Praying to Sue
I wrote an essay a few weeks ago about praying to a God I don’t believe in. The ritual of prayer is an old one, taught to me since my infancy. I tried so hard to hold onto it as I lost faith, tried to hold to it as a way of calling my community to join together in good works and in love. I mostly failed in this. Actually, I completely failed. I failed very, very badly in my attempt to move my religious community anywhere near where I had moved. I failed even in trying to argue that there were other ways to think about God and to worship. I failed, too, at convincing my community that I deserved to remain a part of it.
And when my life went to shit, I found myself bobbing up in the ocean of uncertainty, reaching for anything that might help me, thrashing about as I went back down again and again. I prayed to a Mother God. I prayed to a child-God. I prayed to a nature-God. I prayed to an amorphous, genderless God. I tried connecting to a Buddhist God. I tried to let go of attachment. I tried to believe that I was divine in some way that mattered.
Now when I pray to the God I don’t believe in, it is often short. I pray for things I want, sometimes for myself, more often for my children or other loved ones. I send out my wishes to the universe, not really believing that anyone is listening or that anyone has power to help (except perhaps me). It isn’t the same as prayer before. But it isn’t terrible, either. It is—like chanting the first few lines of Goethe’s Faust, memorized in grad school, or the words of Chaucer’s Canterbury Tales in Middle English. It is a link with the past, even if it is all nonsense now.
But since my friend Sue died at the end of the summer, I have tried a new variant on this. I pray to Sue. I don’t think I really believe that Sue is listening to me. I certainly don’t believe she has power to give me what I ask for. But mostly what happens when I pray to Sue is that I remember her laughter. I can see her throwing her head back at what was our nearly last lunch together, after she was sick and knew she was dying, while she spent a lot of time and energy trying to save me from despair. She laughed. She loved life. And also she sometimes hated life. I remember her weeping, too. Sometimes it was in the same conversation. She was just so full of feeling. I loved that about her.

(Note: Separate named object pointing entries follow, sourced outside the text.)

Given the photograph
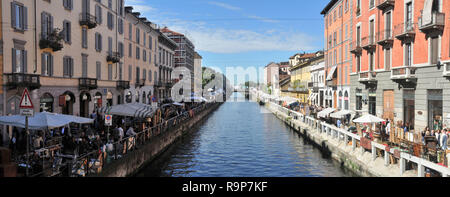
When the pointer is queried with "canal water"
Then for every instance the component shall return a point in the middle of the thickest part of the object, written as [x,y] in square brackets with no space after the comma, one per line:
[241,139]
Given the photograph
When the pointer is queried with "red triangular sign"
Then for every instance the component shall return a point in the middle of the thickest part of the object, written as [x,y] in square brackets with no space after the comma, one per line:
[25,102]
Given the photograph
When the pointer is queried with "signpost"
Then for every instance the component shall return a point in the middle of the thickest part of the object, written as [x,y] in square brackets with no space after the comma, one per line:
[27,110]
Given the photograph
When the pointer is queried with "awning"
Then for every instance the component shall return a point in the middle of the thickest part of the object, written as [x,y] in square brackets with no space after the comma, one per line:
[324,113]
[330,74]
[341,114]
[427,12]
[137,110]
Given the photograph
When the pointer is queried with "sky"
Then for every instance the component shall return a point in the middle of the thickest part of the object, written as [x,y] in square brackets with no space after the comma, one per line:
[241,33]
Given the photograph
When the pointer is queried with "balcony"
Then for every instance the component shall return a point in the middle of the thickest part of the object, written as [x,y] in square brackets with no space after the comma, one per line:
[87,83]
[368,43]
[405,76]
[356,48]
[436,25]
[384,38]
[140,82]
[368,78]
[88,20]
[405,32]
[113,57]
[385,4]
[123,85]
[51,41]
[15,80]
[447,70]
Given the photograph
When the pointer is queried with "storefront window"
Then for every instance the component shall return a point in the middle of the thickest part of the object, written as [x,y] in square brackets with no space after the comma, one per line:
[46,103]
[435,109]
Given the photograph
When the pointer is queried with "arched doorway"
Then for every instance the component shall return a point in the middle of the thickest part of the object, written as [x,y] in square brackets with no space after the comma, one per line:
[98,102]
[46,103]
[128,97]
[85,98]
[109,98]
[66,101]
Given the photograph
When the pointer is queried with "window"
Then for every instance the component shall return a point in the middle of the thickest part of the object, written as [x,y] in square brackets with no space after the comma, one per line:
[408,54]
[109,71]
[144,55]
[98,42]
[99,70]
[130,73]
[67,67]
[68,4]
[130,50]
[98,14]
[120,26]
[19,61]
[138,38]
[47,64]
[19,16]
[120,46]
[110,21]
[84,37]
[138,53]
[67,31]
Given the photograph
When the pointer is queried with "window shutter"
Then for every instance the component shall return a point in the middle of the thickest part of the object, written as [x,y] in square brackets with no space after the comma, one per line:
[13,15]
[25,18]
[14,60]
[24,61]
[43,64]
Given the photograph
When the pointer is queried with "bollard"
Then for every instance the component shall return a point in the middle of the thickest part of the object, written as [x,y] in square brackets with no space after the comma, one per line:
[353,144]
[402,166]
[386,158]
[374,152]
[420,170]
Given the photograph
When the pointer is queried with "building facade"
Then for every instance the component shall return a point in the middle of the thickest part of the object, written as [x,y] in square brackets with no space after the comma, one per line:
[338,21]
[402,61]
[184,54]
[166,52]
[198,74]
[62,61]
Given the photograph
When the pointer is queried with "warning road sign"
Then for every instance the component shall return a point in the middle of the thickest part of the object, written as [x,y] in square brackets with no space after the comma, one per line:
[25,102]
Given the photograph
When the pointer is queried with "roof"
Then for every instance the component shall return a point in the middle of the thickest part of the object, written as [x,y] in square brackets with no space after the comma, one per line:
[167,30]
[329,6]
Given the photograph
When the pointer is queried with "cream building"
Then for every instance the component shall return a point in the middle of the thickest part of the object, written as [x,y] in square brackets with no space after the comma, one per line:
[74,75]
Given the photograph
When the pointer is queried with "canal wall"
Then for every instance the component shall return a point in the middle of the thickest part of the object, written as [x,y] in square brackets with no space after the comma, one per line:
[357,160]
[131,163]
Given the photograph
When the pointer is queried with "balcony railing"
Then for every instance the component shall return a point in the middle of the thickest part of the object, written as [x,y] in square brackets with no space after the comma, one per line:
[385,37]
[447,70]
[368,43]
[113,57]
[14,80]
[123,85]
[140,82]
[51,41]
[88,20]
[367,76]
[405,72]
[385,4]
[87,83]
[404,31]
[356,48]
[437,22]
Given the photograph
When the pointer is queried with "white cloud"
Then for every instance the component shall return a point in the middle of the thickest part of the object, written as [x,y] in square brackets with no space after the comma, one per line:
[224,5]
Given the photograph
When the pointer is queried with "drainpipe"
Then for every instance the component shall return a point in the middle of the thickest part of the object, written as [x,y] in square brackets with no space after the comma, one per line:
[35,37]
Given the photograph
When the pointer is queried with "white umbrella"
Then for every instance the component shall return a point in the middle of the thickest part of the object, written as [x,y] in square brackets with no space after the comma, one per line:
[43,120]
[368,118]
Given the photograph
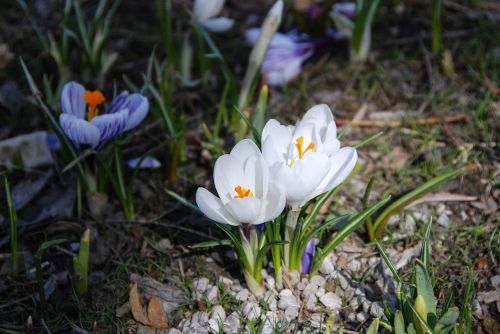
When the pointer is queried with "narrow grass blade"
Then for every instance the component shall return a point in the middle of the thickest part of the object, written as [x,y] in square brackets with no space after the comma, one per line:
[39,272]
[373,329]
[260,109]
[425,252]
[322,200]
[437,38]
[413,195]
[369,139]
[343,233]
[81,264]
[13,223]
[388,263]
[212,243]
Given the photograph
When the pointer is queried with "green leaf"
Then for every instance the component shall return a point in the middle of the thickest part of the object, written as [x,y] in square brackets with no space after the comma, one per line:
[369,139]
[424,256]
[13,222]
[373,329]
[410,197]
[426,290]
[388,263]
[448,320]
[212,243]
[399,323]
[183,200]
[46,245]
[322,200]
[344,232]
[364,19]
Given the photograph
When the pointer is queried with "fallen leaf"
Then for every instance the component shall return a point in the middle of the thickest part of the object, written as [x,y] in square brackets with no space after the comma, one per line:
[156,315]
[491,325]
[136,306]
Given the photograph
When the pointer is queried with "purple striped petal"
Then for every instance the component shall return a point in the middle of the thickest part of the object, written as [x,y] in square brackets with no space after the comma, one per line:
[118,103]
[72,102]
[79,130]
[138,107]
[307,256]
[148,162]
[111,125]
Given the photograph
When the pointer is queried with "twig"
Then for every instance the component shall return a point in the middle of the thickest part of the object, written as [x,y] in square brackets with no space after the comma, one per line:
[433,120]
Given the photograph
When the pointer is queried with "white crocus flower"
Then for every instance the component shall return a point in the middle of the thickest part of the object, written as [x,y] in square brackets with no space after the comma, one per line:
[246,193]
[206,11]
[306,160]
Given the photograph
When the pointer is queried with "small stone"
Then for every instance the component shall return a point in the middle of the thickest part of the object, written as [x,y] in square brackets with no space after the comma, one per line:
[312,303]
[251,311]
[444,221]
[270,282]
[327,267]
[343,281]
[318,280]
[201,284]
[199,317]
[354,265]
[331,301]
[495,281]
[174,331]
[310,289]
[376,310]
[287,299]
[214,325]
[362,317]
[301,286]
[291,313]
[242,295]
[320,292]
[225,281]
[366,304]
[218,313]
[355,303]
[317,320]
[271,301]
[213,295]
[232,323]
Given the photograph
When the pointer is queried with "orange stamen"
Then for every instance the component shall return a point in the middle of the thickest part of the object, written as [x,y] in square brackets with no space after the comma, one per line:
[298,145]
[93,99]
[243,192]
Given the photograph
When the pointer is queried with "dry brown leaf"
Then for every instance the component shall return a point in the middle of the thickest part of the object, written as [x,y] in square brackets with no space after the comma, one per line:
[136,306]
[156,315]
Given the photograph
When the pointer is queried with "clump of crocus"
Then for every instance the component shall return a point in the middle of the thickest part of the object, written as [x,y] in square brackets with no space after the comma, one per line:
[87,123]
[83,121]
[247,198]
[206,13]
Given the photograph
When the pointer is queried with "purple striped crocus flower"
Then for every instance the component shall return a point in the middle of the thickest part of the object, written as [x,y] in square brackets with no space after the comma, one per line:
[287,54]
[83,123]
[307,256]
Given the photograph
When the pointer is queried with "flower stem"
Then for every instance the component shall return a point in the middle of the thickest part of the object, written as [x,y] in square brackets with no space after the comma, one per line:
[290,225]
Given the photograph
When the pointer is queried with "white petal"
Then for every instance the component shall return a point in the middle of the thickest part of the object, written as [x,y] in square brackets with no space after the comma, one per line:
[245,210]
[311,169]
[218,24]
[228,174]
[276,139]
[320,114]
[256,175]
[205,9]
[244,149]
[273,204]
[213,208]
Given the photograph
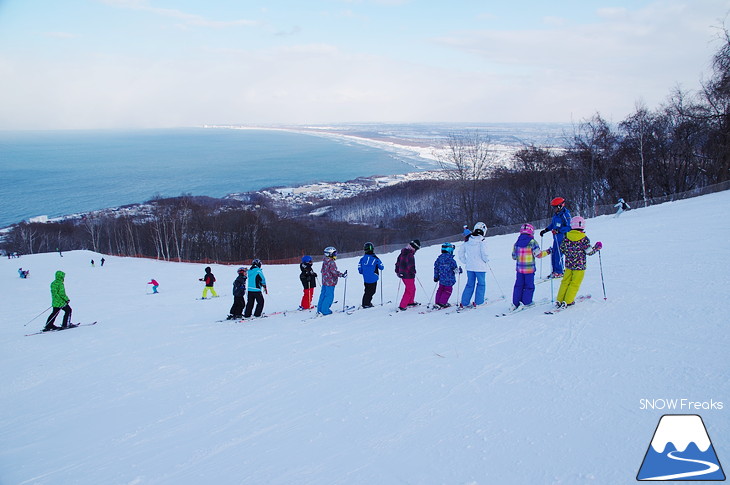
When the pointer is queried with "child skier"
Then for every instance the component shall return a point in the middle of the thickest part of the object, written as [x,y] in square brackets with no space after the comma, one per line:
[405,268]
[309,281]
[256,285]
[239,292]
[154,284]
[473,254]
[524,252]
[209,281]
[330,275]
[576,246]
[59,301]
[444,272]
[369,267]
[559,226]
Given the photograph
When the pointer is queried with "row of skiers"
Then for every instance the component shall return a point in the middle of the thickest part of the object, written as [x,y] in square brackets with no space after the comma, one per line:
[569,242]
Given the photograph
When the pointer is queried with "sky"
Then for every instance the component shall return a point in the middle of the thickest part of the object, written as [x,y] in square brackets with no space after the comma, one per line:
[81,64]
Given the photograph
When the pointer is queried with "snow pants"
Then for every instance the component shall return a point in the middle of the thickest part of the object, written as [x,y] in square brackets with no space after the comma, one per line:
[570,285]
[443,294]
[524,289]
[66,316]
[476,286]
[409,294]
[367,297]
[326,297]
[556,256]
[254,297]
[238,303]
[307,298]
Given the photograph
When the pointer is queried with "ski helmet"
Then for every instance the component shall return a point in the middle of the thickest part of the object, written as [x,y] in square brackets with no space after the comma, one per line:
[528,229]
[578,222]
[480,229]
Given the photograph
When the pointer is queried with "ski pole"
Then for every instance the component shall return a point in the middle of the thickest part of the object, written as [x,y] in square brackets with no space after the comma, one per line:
[41,313]
[495,279]
[600,264]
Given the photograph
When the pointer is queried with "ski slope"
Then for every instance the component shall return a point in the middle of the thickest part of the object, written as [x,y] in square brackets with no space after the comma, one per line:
[158,392]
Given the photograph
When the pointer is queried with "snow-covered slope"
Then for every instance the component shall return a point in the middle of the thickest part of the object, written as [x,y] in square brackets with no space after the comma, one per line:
[159,393]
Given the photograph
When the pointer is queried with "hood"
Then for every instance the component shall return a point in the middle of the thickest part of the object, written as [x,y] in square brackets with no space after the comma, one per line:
[575,235]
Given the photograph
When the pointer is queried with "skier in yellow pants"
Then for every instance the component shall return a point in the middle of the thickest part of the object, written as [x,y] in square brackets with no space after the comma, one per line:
[576,247]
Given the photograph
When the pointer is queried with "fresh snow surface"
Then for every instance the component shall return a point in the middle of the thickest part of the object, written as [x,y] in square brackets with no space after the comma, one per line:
[158,392]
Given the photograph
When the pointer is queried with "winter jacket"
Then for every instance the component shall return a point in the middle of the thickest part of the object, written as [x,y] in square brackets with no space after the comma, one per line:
[307,276]
[58,291]
[473,253]
[239,285]
[575,247]
[208,278]
[560,221]
[444,269]
[330,275]
[256,280]
[405,265]
[525,251]
[369,266]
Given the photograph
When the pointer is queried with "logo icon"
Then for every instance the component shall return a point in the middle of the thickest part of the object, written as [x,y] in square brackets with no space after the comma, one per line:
[680,450]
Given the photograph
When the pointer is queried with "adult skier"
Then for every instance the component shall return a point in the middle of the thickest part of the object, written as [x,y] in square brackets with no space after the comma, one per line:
[239,293]
[256,285]
[473,254]
[405,268]
[369,267]
[559,226]
[59,301]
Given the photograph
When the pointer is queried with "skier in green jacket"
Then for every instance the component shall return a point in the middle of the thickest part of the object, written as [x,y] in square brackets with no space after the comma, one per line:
[59,301]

I want her back in a way. I know that I can’t really have that, except in my imagination. And so I pray and bring her back to life in the only way I know how. She laughs at me when I ask for things that I shouldn’t ask for, when I pray for things that she would say are me wanting to take away someone else’s agency. She tells me that God isn’t like that, the God I hate and can’t pray to, and that God is really more like her kind of argumentative, loving style of combat. It’s not that I think God is like Sue. It’s that I wish that I believed in the God she believed in, because she was really like that God. And I loved her so much. I want her to be God, if I have to believe in a God.